Quasi-Monte Carlo Variational Inference
This work addresses the efficiency problem in variational inference for machine learning practitioners, offering incremental improvements through variance reduction techniques.
The paper tackles the high variance in Monte Carlo gradient estimators for variational inference by applying Quasi-Monte Carlo sampling, which reduces variance and leads to faster convergence with theoretical guarantees and experimental validation on large-scale datasets.
Many machine learning problems involve Monte Carlo gradient estimators. As a prominent example, we focus on Monte Carlo variational inference (MCVI) in this paper. The performance of MCVI crucially depends on the variance of its stochastic gradients. We propose variance reduction by means of Quasi-Monte Carlo (QMC) sampling.

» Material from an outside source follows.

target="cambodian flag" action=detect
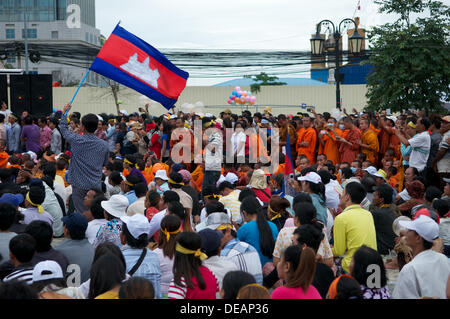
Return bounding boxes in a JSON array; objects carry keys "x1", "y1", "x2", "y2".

QMC replaces N i.i.d. samples from a uniform probability distribution by a deterministic sequence of samples of length N. This sequence covers the underlying random variable space more evenly than i.i.d. draws, reducing the variance of the gradient estimator. With our novel approach, both the score function and the reparameterization gradient estimators lead to much faster convergence. We also propose a new algorithm for Monte Carlo objectives, where we operate with a constant learning rate and increase the number of QMC samples per iteration. We prove that this way, our algorithm can converge asymptotically at a faster rate than SGD. We furthermore provide theoretical guarantees on QMC for Monte Carlo objectives that go beyond MCVI, and support our findings by several experiments on large-scale data sets from various domains.